Lo script che aggiunge un worker node al cluster funziona. Lo lanciate, gira due minuti, il nodo compare in kubectl get nodes.
Poi una volta fallisce a metà. La VM è stata creata su Proxmox, il pacchetto kubeadm è installato, il join non è mai partito perché il token era scaduto. Adesso esiste una macchina che non è un nodo, che nessun inventario conosce, e che scoprirete fra tre mesi guardando la fattura o le risorse dell’hypervisor.
Questo è il costo dell’approccio imperativo, e non è la fatica di scrivere lo script. È che uno script descrive come fare, e quando si interrompe a metà lascia uno stato che nessuno ha dichiarato e che nessuno sa ricostruire.
Il problema non è creare un cluster, è la sesta volta
Il primo cluster lo si monta a mano e va benissimo. La difficoltà arriva quando i cluster diventano più di uno e devono restare allineati nel tempo:
- Script personalizzati che nascono per un caso e vengono adattati agli altri, finché nessuno sa più quale sia la versione buona
- Procedure manuali documentate — si spera — in una pagina che è ferma a due upgrade fa
- Configurazioni statiche difficili da versionare, e quindi difficili da confrontare quando due cluster si comportano diversamente
- Upgrade coordinati del control plane, che è il momento in cui tutto quanto sopra si paga insieme
Il denominatore comune è che ogni intervento manuale introduce un punto di fallimento, e ogni punto di fallimento produce stato non dichiarato.

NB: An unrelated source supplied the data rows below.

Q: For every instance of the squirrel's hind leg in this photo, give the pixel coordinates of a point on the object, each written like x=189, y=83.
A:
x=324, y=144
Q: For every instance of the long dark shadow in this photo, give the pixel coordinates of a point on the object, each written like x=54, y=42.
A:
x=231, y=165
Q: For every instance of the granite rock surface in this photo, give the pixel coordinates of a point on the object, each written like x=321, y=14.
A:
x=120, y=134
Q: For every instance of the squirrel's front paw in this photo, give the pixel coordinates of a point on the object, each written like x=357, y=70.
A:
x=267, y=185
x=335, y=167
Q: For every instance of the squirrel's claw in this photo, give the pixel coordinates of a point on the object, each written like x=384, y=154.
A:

Se il cluster è una risorsa, valgono le abitudini che hai già
Cluster API ribalta la direzione: invece di descrivere i passi, si dichiara il cluster che si vuole e un controller si occupa di arrivarci — e di restarci.
L’idea in sé è quella che Kubernetes applica già ai container. Il cambio è nel soggetto: qui l’oggetto riconciliato non è un Pod, è un cluster intero, con le sue macchine e la sua infrastruttura sottostante.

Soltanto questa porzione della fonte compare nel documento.